Macroeconomics: Principles and Policy

Front Cover
Cengage Learning, Jul 7, 2008 - Business & Economics - 448 pages
This text is well-known for using the Keynesian model in the teaching of economics; yet, in recent editions, the authors have expanded coverage of the growth model considerably to achieve more balanced coverage. The text uses the aggregate supply/ aggregate demand model as a fundamental tool for learning macroeconomics. It achieves the right level of rigor and detail, presenting complicated concepts in a relatively straightforward manner and using timely economic data. Using puzzles, issues, and well-developed examples, the authors provide a good balance of theory to application.
Important Notice: Media content referenced within the product description or the product text may not be available in the ebook version.

About the author (2008)

William J. Baumol received his B.S.S. at the College of the City of New York and his Ph.D. at the University of London. He was professor of economics at New York University and senior research economist and professor emeritus at Princeton University. He was a frequent management consultant to major firms in a wide variety of industries in the United States and other countries as well as to a number of governmental agencies. He was former president of the American Economic Association and three other professional societies.

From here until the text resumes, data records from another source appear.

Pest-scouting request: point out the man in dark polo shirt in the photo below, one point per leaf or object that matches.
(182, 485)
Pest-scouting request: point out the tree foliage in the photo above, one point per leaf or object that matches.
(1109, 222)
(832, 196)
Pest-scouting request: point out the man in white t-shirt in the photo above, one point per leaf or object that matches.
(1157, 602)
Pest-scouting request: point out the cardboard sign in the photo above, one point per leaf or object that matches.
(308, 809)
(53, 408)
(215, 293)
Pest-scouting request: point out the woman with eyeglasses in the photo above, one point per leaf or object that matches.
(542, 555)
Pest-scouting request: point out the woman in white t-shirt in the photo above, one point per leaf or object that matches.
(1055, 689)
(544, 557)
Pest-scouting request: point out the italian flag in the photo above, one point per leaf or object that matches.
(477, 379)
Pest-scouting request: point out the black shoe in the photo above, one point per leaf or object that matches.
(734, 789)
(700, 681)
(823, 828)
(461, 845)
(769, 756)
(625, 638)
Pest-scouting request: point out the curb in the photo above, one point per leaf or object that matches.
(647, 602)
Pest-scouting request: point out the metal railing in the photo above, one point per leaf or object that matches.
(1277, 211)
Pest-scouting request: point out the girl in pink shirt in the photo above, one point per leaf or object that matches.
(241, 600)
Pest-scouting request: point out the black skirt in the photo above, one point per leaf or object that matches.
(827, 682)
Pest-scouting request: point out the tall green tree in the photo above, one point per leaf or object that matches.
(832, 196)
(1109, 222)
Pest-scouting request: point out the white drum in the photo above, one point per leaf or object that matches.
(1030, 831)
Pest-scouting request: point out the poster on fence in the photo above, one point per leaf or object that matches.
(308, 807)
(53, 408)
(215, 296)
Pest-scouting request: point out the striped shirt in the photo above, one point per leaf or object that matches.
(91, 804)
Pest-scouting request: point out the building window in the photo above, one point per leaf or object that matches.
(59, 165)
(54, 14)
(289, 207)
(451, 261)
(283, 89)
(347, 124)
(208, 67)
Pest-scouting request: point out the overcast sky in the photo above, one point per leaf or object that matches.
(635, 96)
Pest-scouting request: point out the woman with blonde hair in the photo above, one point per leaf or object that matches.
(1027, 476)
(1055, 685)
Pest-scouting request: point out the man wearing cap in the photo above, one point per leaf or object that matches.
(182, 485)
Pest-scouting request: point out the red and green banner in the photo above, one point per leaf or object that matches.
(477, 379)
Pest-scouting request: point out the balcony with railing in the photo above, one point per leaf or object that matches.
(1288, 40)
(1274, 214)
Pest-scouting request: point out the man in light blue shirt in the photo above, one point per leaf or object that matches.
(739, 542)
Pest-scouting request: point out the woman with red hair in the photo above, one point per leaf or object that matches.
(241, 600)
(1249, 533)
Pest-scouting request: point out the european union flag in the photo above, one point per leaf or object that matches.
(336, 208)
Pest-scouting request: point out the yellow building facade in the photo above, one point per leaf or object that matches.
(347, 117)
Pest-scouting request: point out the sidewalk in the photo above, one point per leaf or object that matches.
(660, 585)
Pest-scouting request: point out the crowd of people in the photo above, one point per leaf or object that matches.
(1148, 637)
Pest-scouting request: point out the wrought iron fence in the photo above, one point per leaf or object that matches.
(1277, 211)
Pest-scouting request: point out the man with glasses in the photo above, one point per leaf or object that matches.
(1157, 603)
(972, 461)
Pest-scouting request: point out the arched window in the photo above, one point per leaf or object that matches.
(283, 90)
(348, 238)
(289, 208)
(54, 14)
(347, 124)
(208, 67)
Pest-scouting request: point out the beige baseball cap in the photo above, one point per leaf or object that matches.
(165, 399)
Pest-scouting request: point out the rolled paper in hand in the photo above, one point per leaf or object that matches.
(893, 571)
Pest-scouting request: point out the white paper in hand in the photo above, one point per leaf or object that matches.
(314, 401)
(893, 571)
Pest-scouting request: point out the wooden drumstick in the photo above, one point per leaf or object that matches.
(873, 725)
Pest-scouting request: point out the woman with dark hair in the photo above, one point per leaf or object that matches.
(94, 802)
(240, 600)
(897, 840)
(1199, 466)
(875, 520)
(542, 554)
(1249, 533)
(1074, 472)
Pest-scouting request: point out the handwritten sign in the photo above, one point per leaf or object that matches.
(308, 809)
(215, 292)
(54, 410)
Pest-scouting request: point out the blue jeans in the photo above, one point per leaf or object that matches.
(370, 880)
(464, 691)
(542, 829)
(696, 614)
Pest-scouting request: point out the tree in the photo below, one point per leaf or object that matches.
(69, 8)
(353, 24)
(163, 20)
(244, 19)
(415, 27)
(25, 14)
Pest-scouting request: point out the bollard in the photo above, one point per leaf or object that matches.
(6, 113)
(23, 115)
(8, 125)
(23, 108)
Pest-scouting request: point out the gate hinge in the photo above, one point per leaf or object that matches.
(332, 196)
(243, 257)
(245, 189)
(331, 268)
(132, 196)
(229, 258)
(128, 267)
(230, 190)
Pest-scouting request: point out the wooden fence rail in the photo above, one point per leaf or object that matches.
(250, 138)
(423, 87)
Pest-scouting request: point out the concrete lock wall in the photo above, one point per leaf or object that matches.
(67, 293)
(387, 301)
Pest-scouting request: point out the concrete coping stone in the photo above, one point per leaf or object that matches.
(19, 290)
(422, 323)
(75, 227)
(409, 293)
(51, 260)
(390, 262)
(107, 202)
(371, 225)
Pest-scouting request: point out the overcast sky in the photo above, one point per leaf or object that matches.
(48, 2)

Dr. Baumol served as an elected member of the National Academy of Sciences, created by the U.S. Congress, as well as a member of the American Philosophical Society, founded by Benjamin Franklin. Dr. Baumol authored more than 35 books as well as hundreds of journal and newspaper articles that have been translated into more than a dozen languages. Alan S. Blinder earned his B.A. at Princeton University, his M.A. at the London School of Economics and his Ph.D. at MIT. He teaches at Princeton University and most recently authored ADVICE AND DISSENT (Basic Books, 2018), which is about the very different worldviews of economists and politicians--and the consequences of that clash. Dr. Blinder served on President Clinton's first Council of Economic Advisers and then as vice chairman of the Federal Reserve Board, thereby playing a role in formulating both the fiscal and monetary policies of the 1990s. Dr. Blinder, now a regular columnist for The Wall Street Journal, has written newspaper and magazine columns on economic policy for more than thirty years. He is a past vice president and a Distinguished Fellow of the American Economic Association.